Sayangnya, kemudahan PTSL dan insentif gratis dalam pemutihan sertifikat ini tidak bisa dinikmati 600 kepala keluarga (KK) atau mencakup lebih dari 3.000  jiwa warga di RW.08 Kelurahan Petojo Selatan, Jakarta Pusat.

Pasalnya, sekitar 250 bidang tanah milik warga yang sudah dilakukan pengukuran oleh BPN melalui program PTSL dengan luas tanah mencapai +18.000 meter persegi tidak bisa dilanjutkan prosesnya untuk menjadi sertifikat. Menurut Ibu Teten Masudah, Kasie Sengketa di BPN Jakarta Pusat, hal ini karena rumah warga berdiri diatas tanah yang telah bersertifikat Hak Milik atas nama JM. PANGGABEAN dengan Sertifikat Hak Milik No. 47. Dengan demikian permohonan sertifikat hak atas tanah untuk warga RW. 08 tidak bisa diterbitkan.

Pihak BPN menolak pengajuan sertifikat dari warga Petojo Selatan. Agus Syahrial, Ketua RW. 08 Kelurahan Petojo Selatan mengatakan, pihak BPN menolak pengajuan sertifikasi karena 250 bidang tanah tersebut berada di lahan yang sudah ada sertifikatnya. “Kami kaget pengajuan ditolak oleh BPN dengan alasan lahannya ada di bidang lahan yang lain.
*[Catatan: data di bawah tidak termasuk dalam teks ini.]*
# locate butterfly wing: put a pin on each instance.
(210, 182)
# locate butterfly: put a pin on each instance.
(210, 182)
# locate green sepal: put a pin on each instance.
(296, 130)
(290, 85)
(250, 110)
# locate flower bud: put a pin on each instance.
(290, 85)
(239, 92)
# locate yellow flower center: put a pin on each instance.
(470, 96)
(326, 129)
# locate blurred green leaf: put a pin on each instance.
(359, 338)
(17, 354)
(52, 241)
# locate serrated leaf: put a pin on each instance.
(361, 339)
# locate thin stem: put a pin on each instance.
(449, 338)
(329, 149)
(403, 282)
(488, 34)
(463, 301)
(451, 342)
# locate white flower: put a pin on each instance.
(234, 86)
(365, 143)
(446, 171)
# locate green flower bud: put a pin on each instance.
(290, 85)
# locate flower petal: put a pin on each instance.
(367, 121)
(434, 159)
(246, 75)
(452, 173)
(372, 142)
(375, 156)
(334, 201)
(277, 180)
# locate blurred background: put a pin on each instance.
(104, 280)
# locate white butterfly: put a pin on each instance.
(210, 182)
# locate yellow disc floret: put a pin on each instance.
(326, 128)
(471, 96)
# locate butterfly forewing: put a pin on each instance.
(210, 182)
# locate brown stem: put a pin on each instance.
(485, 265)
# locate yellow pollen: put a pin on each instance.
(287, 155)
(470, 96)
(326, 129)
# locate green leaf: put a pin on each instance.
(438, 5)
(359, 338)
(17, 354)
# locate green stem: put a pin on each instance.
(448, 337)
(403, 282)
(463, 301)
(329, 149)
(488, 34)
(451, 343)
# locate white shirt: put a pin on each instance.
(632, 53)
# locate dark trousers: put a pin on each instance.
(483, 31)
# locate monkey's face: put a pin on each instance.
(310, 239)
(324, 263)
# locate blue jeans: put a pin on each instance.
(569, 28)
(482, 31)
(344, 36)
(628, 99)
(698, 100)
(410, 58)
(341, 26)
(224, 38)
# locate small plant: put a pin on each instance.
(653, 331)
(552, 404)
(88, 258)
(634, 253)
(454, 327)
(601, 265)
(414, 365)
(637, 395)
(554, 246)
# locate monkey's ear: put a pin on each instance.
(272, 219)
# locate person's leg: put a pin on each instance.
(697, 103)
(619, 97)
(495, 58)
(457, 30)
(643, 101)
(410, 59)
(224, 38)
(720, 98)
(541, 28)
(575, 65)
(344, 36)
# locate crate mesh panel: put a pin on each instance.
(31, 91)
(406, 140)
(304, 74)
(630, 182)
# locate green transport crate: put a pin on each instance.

Warga ini sudah tinggal di lahan itu turun temurun. Warga tinggal di lahan itu dengan membeli bidang tanah dari tuan tanah SAJID IDROES BIN HASAN BIN SECH ASSOLABIAH ALAYDROES pada tahun 1927. Pada awalnya tahun 1926 memang warga sewa kepada tuan tanah tersebut,” ungkapnya kepada Tokohkita, Rabu (27/3/2019).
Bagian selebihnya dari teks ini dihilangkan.